You experiment.  You get results.  You attain knowledge.

Experimental results have seemed to back up some conclusions we know now are false. Experimental test after experimental test told us calculus perfectly explained the motion of objects in the universe. Turns out that it doesn't quite do so. So we have relativity. Relativity perfectly explained the motion of objects in universe. Well... not quite, because it breaks down in high-gravity situations....

The only real facts we tend to obtain from experimentation is that what we "knew" to be true yesterday, turns out to be wrong. (That does have something to do with the nature of experimentation. It's impossible to absolutely prove something, and by comparison it is easy to disprove it.)

To comprise a "theory" under scientific definition the theory must explain all observations, and all future observations must match the theory.

Before Hubble (Edwin, not the telescope named for him), everyone KNEW the Universe was static. It might not be infinitely old, but it was unchanging. Then Hubble discovered that the Universe was expanding. This idea was so offensive to Einstein, one of the greatest minds of all time, that he invented a "cosmological constant" that countered this expansion. (He would later acknowledge this as one of the greatest mistakes of his career.) Further, Einstein hated the idea of quantum mechanics because "God does not play [dice] with the universe."

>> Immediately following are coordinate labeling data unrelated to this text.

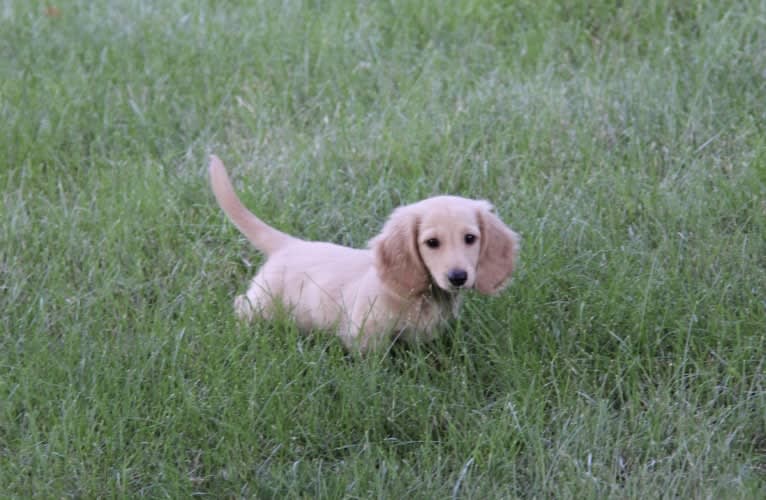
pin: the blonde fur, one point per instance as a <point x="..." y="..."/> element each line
<point x="405" y="284"/>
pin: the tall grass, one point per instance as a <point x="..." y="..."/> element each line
<point x="624" y="142"/>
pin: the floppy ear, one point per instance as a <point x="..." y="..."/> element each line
<point x="499" y="248"/>
<point x="397" y="258"/>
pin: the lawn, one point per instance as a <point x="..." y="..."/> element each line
<point x="625" y="143"/>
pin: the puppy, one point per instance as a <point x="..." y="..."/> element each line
<point x="404" y="285"/>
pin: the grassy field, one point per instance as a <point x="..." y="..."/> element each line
<point x="627" y="145"/>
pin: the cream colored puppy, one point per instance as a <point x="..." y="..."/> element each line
<point x="404" y="285"/>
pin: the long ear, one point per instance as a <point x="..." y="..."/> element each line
<point x="499" y="249"/>
<point x="397" y="259"/>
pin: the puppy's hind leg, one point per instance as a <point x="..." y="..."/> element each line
<point x="257" y="301"/>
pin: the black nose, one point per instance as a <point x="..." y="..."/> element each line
<point x="457" y="277"/>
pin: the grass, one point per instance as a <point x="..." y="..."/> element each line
<point x="625" y="143"/>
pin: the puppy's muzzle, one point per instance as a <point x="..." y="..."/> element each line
<point x="457" y="277"/>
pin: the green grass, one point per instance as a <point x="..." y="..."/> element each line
<point x="627" y="144"/>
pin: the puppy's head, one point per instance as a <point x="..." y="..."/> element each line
<point x="454" y="242"/>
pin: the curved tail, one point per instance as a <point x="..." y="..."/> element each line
<point x="264" y="237"/>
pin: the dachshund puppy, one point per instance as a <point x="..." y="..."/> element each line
<point x="404" y="285"/>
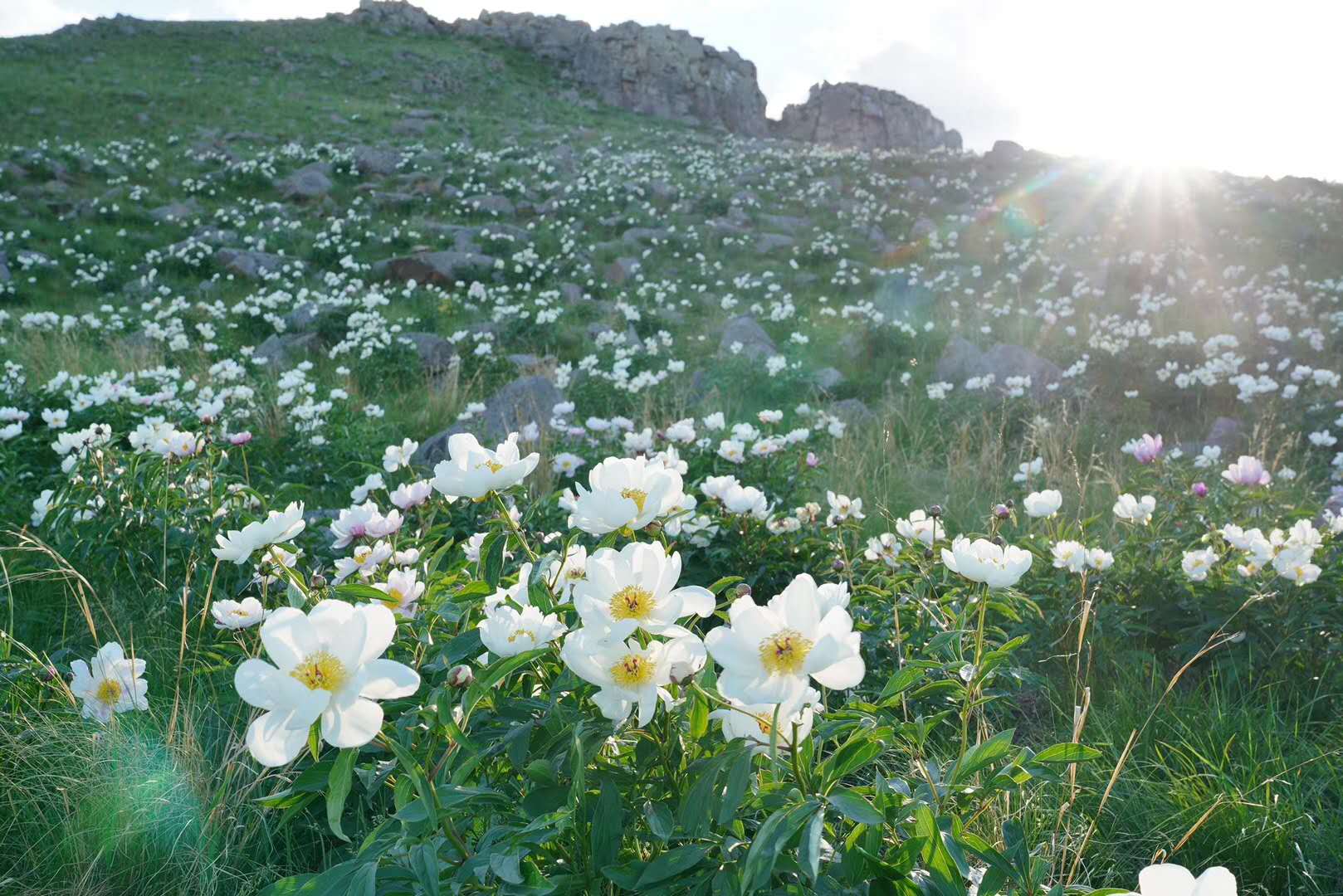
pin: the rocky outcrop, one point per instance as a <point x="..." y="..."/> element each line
<point x="862" y="117"/>
<point x="649" y="69"/>
<point x="393" y="17"/>
<point x="672" y="74"/>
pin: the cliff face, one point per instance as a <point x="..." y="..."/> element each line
<point x="672" y="74"/>
<point x="864" y="117"/>
<point x="653" y="71"/>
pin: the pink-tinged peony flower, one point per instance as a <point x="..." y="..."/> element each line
<point x="1248" y="470"/>
<point x="1147" y="449"/>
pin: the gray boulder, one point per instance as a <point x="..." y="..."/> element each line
<point x="528" y="399"/>
<point x="621" y="270"/>
<point x="767" y="243"/>
<point x="755" y="343"/>
<point x="443" y="268"/>
<point x="962" y="360"/>
<point x="309" y="182"/>
<point x="864" y="117"/>
<point x="282" y="349"/>
<point x="371" y="160"/>
<point x="250" y="264"/>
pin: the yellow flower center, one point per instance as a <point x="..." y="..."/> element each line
<point x="638" y="496"/>
<point x="320" y="672"/>
<point x="632" y="672"/>
<point x="784" y="652"/>
<point x="108" y="692"/>
<point x="632" y="602"/>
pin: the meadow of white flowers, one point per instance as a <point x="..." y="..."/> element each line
<point x="661" y="627"/>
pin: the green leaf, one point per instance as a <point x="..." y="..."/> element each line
<point x="853" y="806"/>
<point x="426" y="867"/>
<point x="491" y="674"/>
<point x="337" y="789"/>
<point x="808" y="850"/>
<point x="984" y="755"/>
<point x="671" y="864"/>
<point x="1065" y="752"/>
<point x="774" y="835"/>
<point x="725" y="582"/>
<point x="608" y="825"/>
<point x="660" y="820"/>
<point x="739" y="778"/>
<point x="491" y="558"/>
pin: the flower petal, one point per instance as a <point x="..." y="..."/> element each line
<point x="289" y="637"/>
<point x="271" y="743"/>
<point x="352" y="724"/>
<point x="388" y="679"/>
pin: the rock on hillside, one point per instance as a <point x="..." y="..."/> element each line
<point x="864" y="117"/>
<point x="647" y="69"/>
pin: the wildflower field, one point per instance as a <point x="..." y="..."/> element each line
<point x="417" y="477"/>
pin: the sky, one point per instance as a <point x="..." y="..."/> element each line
<point x="1240" y="86"/>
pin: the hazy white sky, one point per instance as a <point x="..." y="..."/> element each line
<point x="1244" y="86"/>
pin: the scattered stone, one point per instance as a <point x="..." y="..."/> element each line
<point x="493" y="204"/>
<point x="528" y="399"/>
<point x="962" y="360"/>
<point x="282" y="348"/>
<point x="767" y="243"/>
<point x="369" y="160"/>
<point x="1225" y="433"/>
<point x="436" y="353"/>
<point x="755" y="343"/>
<point x="853" y="411"/>
<point x="250" y="264"/>
<point x="621" y="270"/>
<point x="1005" y="153"/>
<point x="445" y="268"/>
<point x="175" y="212"/>
<point x="829" y="377"/>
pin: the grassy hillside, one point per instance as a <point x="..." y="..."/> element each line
<point x="330" y="240"/>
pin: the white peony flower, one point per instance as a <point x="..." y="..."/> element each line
<point x="473" y="472"/>
<point x="112" y="683"/>
<point x="277" y="528"/>
<point x="625" y="494"/>
<point x="769" y="655"/>
<point x="1135" y="511"/>
<point x="326" y="666"/>
<point x="238" y="614"/>
<point x="636" y="589"/>
<point x="1174" y="880"/>
<point x="1043" y="504"/>
<point x="982" y="561"/>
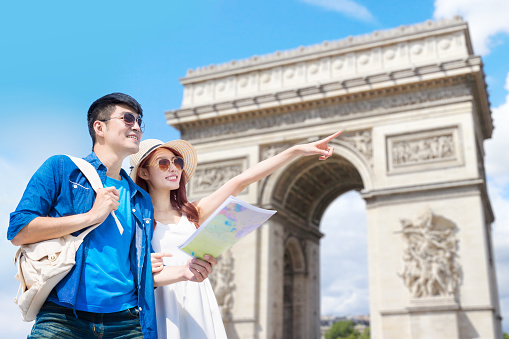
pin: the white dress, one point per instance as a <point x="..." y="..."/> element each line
<point x="185" y="309"/>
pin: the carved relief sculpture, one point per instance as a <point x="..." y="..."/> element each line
<point x="430" y="266"/>
<point x="361" y="141"/>
<point x="423" y="150"/>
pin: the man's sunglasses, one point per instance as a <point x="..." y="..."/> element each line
<point x="164" y="164"/>
<point x="129" y="120"/>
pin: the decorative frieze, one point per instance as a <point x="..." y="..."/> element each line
<point x="336" y="109"/>
<point x="425" y="150"/>
<point x="430" y="258"/>
<point x="271" y="150"/>
<point x="361" y="141"/>
<point x="393" y="50"/>
<point x="210" y="176"/>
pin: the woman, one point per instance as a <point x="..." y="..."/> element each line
<point x="187" y="309"/>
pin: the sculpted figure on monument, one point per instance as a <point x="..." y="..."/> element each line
<point x="222" y="283"/>
<point x="430" y="268"/>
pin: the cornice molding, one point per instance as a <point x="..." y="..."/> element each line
<point x="348" y="43"/>
<point x="375" y="84"/>
<point x="373" y="58"/>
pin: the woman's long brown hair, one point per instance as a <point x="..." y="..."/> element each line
<point x="178" y="197"/>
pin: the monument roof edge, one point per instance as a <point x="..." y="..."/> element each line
<point x="214" y="70"/>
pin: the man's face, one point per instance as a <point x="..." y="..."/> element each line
<point x="121" y="136"/>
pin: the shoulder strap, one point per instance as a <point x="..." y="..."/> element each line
<point x="93" y="177"/>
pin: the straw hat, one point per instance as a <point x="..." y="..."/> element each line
<point x="183" y="147"/>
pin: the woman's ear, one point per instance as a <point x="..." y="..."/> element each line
<point x="143" y="173"/>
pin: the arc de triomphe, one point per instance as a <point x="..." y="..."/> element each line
<point x="414" y="111"/>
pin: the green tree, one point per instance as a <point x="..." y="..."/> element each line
<point x="342" y="330"/>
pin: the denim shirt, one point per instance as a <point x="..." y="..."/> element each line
<point x="59" y="189"/>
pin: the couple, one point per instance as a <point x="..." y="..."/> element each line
<point x="110" y="292"/>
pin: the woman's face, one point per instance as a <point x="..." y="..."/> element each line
<point x="159" y="177"/>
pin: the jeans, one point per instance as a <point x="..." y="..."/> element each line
<point x="55" y="321"/>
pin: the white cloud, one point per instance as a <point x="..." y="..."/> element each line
<point x="497" y="170"/>
<point x="497" y="149"/>
<point x="343" y="253"/>
<point x="346" y="7"/>
<point x="486" y="19"/>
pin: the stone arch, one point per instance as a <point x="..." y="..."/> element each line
<point x="413" y="106"/>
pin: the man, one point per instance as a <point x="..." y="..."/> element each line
<point x="109" y="293"/>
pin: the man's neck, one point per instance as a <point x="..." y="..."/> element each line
<point x="111" y="160"/>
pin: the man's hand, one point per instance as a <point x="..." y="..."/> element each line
<point x="156" y="260"/>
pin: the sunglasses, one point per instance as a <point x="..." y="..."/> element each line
<point x="164" y="164"/>
<point x="129" y="120"/>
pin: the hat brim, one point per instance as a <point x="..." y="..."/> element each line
<point x="185" y="149"/>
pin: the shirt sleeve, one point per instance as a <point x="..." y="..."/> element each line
<point x="39" y="197"/>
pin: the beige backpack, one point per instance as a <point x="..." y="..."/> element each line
<point x="42" y="265"/>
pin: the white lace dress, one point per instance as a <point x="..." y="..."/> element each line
<point x="184" y="309"/>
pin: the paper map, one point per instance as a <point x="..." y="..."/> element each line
<point x="232" y="221"/>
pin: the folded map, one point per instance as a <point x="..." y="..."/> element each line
<point x="229" y="223"/>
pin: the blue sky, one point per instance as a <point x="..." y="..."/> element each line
<point x="58" y="57"/>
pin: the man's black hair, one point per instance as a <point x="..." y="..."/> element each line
<point x="102" y="108"/>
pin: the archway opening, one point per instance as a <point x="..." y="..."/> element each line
<point x="344" y="282"/>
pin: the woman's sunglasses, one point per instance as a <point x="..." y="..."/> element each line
<point x="129" y="120"/>
<point x="164" y="164"/>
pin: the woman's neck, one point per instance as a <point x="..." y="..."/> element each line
<point x="163" y="210"/>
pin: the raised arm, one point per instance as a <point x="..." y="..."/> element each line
<point x="234" y="186"/>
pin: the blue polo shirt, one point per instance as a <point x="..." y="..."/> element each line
<point x="107" y="283"/>
<point x="59" y="189"/>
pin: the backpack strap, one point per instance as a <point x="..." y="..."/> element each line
<point x="93" y="177"/>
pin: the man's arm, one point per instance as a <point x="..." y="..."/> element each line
<point x="44" y="228"/>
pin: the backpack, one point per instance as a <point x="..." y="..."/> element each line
<point x="42" y="265"/>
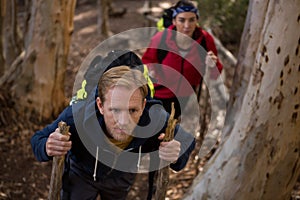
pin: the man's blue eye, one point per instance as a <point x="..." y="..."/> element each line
<point x="131" y="111"/>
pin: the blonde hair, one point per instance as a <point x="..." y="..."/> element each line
<point x="122" y="76"/>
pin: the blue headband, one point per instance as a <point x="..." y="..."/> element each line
<point x="182" y="9"/>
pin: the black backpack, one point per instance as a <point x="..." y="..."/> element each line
<point x="99" y="65"/>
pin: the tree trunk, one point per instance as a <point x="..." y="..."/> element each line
<point x="38" y="81"/>
<point x="259" y="157"/>
<point x="102" y="19"/>
<point x="2" y="62"/>
<point x="12" y="44"/>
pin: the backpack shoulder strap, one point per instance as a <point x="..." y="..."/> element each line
<point x="161" y="52"/>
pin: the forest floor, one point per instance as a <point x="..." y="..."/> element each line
<point x="21" y="176"/>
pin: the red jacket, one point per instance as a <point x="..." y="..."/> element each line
<point x="168" y="74"/>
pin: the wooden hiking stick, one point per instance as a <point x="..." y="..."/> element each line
<point x="163" y="173"/>
<point x="57" y="168"/>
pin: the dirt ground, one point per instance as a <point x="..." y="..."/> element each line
<point x="21" y="176"/>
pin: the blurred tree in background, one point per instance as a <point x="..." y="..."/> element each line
<point x="226" y="18"/>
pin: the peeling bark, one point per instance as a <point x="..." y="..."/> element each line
<point x="259" y="157"/>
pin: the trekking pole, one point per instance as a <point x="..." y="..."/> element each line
<point x="163" y="173"/>
<point x="57" y="168"/>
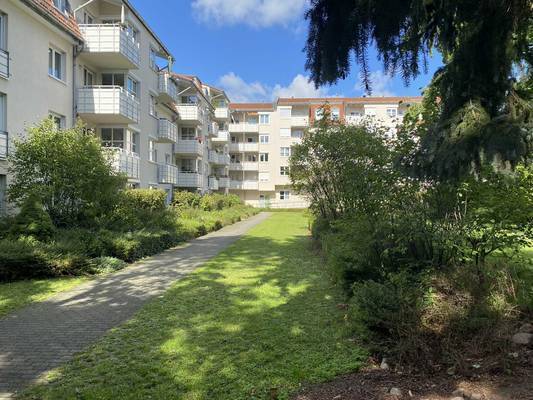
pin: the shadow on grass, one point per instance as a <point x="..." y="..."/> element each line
<point x="255" y="322"/>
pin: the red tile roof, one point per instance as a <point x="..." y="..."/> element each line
<point x="67" y="22"/>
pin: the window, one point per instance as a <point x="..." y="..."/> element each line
<point x="113" y="79"/>
<point x="151" y="109"/>
<point x="112" y="137"/>
<point x="392" y="112"/>
<point x="297" y="134"/>
<point x="132" y="87"/>
<point x="285" y="112"/>
<point x="134" y="142"/>
<point x="59" y="120"/>
<point x="335" y="114"/>
<point x="285" y="132"/>
<point x="62" y="5"/>
<point x="88" y="77"/>
<point x="56" y="64"/>
<point x="152" y="151"/>
<point x="188" y="133"/>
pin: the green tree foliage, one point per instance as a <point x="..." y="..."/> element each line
<point x="67" y="170"/>
<point x="483" y="114"/>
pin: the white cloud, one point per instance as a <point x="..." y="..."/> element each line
<point x="380" y="84"/>
<point x="239" y="90"/>
<point x="255" y="13"/>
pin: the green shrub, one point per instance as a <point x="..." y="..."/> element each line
<point x="20" y="259"/>
<point x="182" y="199"/>
<point x="32" y="220"/>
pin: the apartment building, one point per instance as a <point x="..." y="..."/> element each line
<point x="99" y="61"/>
<point x="262" y="134"/>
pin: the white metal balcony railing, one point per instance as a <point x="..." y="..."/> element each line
<point x="108" y="100"/>
<point x="4" y="145"/>
<point x="167" y="87"/>
<point x="167" y="173"/>
<point x="189" y="147"/>
<point x="245" y="147"/>
<point x="244" y="166"/>
<point x="4" y="63"/>
<point x="221" y="113"/>
<point x="222" y="137"/>
<point x="189" y="112"/>
<point x="223" y="182"/>
<point x="244" y="127"/>
<point x="111" y="39"/>
<point x="213" y="183"/>
<point x="125" y="162"/>
<point x="190" y="179"/>
<point x="167" y="131"/>
<point x="300" y="121"/>
<point x="244" y="185"/>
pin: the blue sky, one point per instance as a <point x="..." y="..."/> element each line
<point x="253" y="48"/>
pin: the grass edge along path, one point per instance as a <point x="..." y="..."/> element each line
<point x="18" y="294"/>
<point x="257" y="321"/>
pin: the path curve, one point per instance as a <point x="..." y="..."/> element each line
<point x="44" y="335"/>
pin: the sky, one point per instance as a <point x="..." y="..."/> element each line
<point x="253" y="49"/>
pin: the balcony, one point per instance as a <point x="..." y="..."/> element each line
<point x="4" y="64"/>
<point x="125" y="162"/>
<point x="213" y="183"/>
<point x="110" y="46"/>
<point x="244" y="185"/>
<point x="218" y="158"/>
<point x="168" y="91"/>
<point x="221" y="113"/>
<point x="223" y="182"/>
<point x="299" y="121"/>
<point x="244" y="127"/>
<point x="221" y="138"/>
<point x="4" y="145"/>
<point x="190" y="180"/>
<point x="244" y="147"/>
<point x="244" y="166"/>
<point x="189" y="147"/>
<point x="167" y="132"/>
<point x="190" y="113"/>
<point x="167" y="173"/>
<point x="107" y="105"/>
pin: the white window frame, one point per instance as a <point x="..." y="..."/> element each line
<point x="52" y="67"/>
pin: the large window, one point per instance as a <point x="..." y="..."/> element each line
<point x="110" y="79"/>
<point x="56" y="64"/>
<point x="188" y="133"/>
<point x="113" y="137"/>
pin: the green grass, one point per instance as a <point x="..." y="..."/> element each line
<point x="259" y="318"/>
<point x="19" y="294"/>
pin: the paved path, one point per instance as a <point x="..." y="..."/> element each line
<point x="44" y="335"/>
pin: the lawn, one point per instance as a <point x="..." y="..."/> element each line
<point x="255" y="322"/>
<point x="19" y="294"/>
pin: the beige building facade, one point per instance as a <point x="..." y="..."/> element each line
<point x="262" y="136"/>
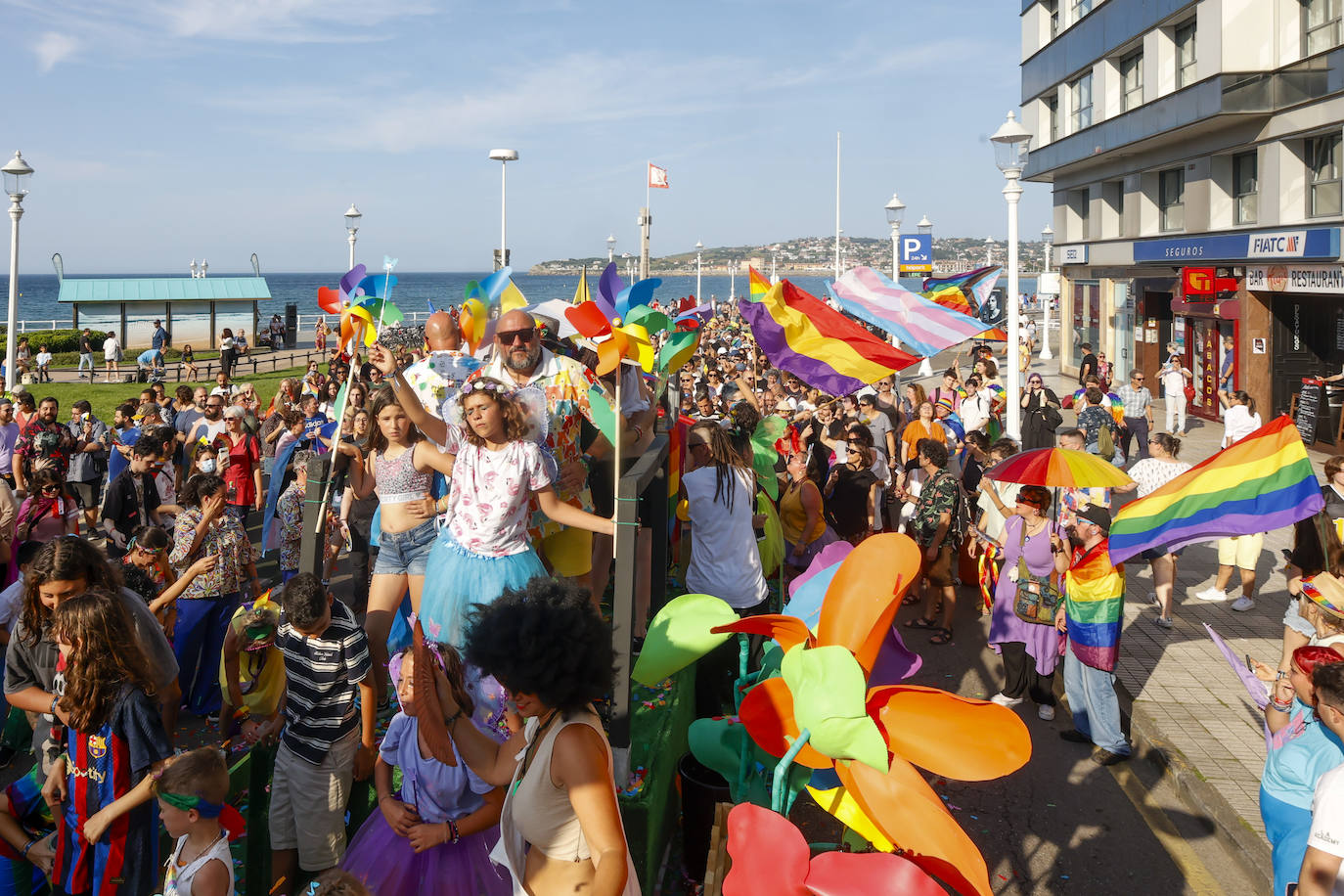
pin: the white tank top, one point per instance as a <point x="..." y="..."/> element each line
<point x="178" y="882"/>
<point x="725" y="560"/>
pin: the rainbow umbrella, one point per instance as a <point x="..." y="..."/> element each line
<point x="1059" y="468"/>
<point x="1117" y="406"/>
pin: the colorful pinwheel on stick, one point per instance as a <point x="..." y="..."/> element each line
<point x="823" y="712"/>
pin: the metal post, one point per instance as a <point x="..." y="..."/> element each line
<point x="15" y="214"/>
<point x="1012" y="193"/>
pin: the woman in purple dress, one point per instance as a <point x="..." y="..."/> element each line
<point x="1030" y="650"/>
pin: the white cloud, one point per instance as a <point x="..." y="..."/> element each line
<point x="51" y="47"/>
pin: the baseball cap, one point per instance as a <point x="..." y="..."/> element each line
<point x="1096" y="514"/>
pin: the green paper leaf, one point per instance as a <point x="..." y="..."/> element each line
<point x="680" y="634"/>
<point x="829" y="691"/>
<point x="604" y="417"/>
<point x="650" y="320"/>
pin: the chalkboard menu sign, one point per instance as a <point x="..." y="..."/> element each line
<point x="1308" y="409"/>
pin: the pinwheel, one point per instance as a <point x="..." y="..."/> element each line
<point x="823" y="711"/>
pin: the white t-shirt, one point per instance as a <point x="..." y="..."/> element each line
<point x="1328" y="820"/>
<point x="725" y="560"/>
<point x="488" y="506"/>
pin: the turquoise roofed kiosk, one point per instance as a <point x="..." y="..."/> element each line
<point x="193" y="309"/>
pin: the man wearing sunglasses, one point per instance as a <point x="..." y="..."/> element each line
<point x="520" y="360"/>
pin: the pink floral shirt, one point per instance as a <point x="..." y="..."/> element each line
<point x="488" y="506"/>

Every idea we have ever had is wrong, and every "truth" we cling to out of desperation, fear, or faith, is only a part of a greater truth.

I don't know what that greater truth is though.

And I knew someone would bring up Socrates, which is precisely why I didn't bring him up. Consider this. He knows that he knows nothing, so he knows something, but if he knows something, then he doesn't know nothing, which means that his knowledge that he knows nothing must be wrong. So he knows nothing. But if he knows nothing, than his knowledge that he knows nothing means that he knows something....

Leaving that little infinite loop aside, remember that Socrates believed that nothing in the world was real in the way that we perceive it. (Oh great, the cave.)

Because we lack perfect instruments (and because the universe lacks perfection) none of our observations are absolutely correct, which means that there is no absolute truth to be had. We can conceive of these absolute truths, just like we can conceive of perfect circles, but there is no such thing. (Planck distance, look it up. Any "perfect circle" is a convex shape of finite sides, each of the Planck distance in length.)

So... basically:

There is no truth.

1) If there is no truth
and
2) Knowledge requires truth
then
3) There is no such thing as knowledge.

EDIT: Left out the concluding part. So, either there is no knowledge, or knowledge doesn't require truth. Which means we can know things that are wrong.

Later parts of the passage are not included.